Creating a pipeline for functional connectivity analysis in fNIRS motor control studies
Abstract
Functional near-infrared spectroscopy (fNIRS) has shown to be a useful imaging technique for observing the human cortex. Its capabilities of imaging the hemodynamic variations in the cerebral cortex during different experimental paradigms enable studies that can contribute to unraveling the orchestration of the mind. With many questions regarding its workings still unanswered, different techniques are being employed in the analysis of fNIRS data to illuminate activation patterns and correlations between brain areas during different tasks. One technique that is gotten more attention during the last years, is functional connectivity analysis which aims to assess the temporal correlations between these areas. With the potential of assessing the cortical connectivity, this technique can contribute to analyzing people with different health challenges, both regarding mental and motor health.

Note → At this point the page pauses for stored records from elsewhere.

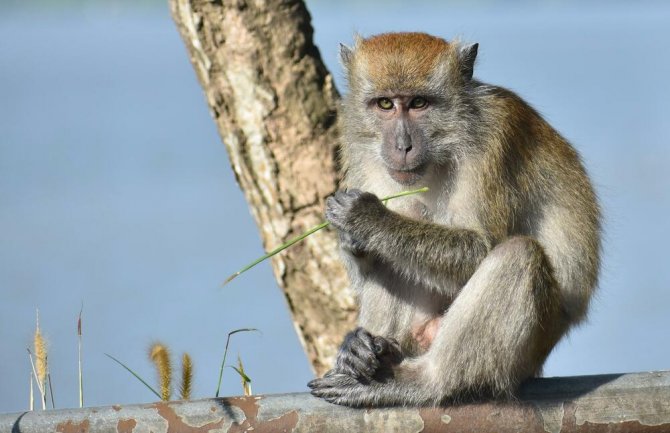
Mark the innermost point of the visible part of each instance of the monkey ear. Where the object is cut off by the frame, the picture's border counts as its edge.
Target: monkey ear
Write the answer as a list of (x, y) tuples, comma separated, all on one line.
[(346, 54), (467, 55)]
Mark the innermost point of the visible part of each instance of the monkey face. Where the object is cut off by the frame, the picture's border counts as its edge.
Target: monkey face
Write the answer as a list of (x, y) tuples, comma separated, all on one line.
[(403, 148)]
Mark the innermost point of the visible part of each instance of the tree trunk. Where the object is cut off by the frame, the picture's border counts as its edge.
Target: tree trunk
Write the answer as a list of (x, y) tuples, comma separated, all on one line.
[(275, 106)]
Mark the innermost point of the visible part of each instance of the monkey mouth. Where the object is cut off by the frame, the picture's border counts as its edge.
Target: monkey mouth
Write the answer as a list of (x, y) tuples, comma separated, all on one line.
[(407, 176)]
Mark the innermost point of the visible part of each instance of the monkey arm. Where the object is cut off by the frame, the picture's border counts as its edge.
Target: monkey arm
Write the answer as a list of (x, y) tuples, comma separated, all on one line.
[(426, 251)]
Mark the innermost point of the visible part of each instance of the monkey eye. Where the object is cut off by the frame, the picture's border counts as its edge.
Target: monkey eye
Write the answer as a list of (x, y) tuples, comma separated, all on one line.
[(384, 103), (418, 102)]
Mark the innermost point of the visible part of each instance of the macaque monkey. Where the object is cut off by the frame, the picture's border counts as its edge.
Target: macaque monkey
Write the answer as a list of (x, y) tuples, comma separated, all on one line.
[(463, 290)]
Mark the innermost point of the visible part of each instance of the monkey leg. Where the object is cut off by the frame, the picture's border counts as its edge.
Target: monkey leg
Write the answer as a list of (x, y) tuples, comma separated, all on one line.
[(497, 333)]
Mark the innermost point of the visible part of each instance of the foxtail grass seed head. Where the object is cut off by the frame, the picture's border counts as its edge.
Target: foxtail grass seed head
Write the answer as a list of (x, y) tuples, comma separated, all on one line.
[(160, 356), (40, 355), (186, 376)]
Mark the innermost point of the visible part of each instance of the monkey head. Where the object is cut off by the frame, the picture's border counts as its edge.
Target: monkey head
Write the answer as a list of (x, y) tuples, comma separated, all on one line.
[(406, 101)]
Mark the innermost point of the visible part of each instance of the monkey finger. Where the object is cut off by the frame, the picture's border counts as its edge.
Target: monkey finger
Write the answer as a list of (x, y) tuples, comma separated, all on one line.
[(358, 368)]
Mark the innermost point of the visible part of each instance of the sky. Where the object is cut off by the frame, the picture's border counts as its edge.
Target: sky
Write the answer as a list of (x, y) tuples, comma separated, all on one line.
[(116, 193)]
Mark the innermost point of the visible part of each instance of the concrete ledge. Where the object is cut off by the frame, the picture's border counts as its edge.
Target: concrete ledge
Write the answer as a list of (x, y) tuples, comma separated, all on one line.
[(631, 403)]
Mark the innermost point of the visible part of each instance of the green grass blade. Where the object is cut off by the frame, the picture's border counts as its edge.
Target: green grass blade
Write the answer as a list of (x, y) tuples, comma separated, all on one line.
[(134, 374), (225, 353), (314, 229)]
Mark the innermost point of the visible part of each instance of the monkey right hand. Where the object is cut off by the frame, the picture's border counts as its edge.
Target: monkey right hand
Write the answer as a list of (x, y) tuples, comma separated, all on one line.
[(347, 211), (366, 357)]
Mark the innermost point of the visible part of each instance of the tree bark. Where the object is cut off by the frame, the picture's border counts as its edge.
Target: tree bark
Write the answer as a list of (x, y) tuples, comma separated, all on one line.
[(275, 106)]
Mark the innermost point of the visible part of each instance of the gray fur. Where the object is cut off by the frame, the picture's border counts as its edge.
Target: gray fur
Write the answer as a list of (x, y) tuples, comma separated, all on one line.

However, with a lack of standards in pre-processing and processing techniques the analysis of such studies is known to be time-consuming and challenging. The different processing software and toolboxes are taking different approaches to perform these steps and with little insight into how the data is processed during these steps, a consistent and transparent pipeline is desired to enable reliable results in fNIRS motor control studies. This has led to the aim of mapping the most promising techniques used in pre-processing and processing of motor control fNIRS studies and implementing these techniques in an automatic processing pipeline. Thus, the objective of this study has been to develop such a pipeline to facilitate faster and more consistent functional connectivity analysis.
The developed pipeline is thoroughly described in this thesis, and its workings are presented using data from an ongoing motor control study.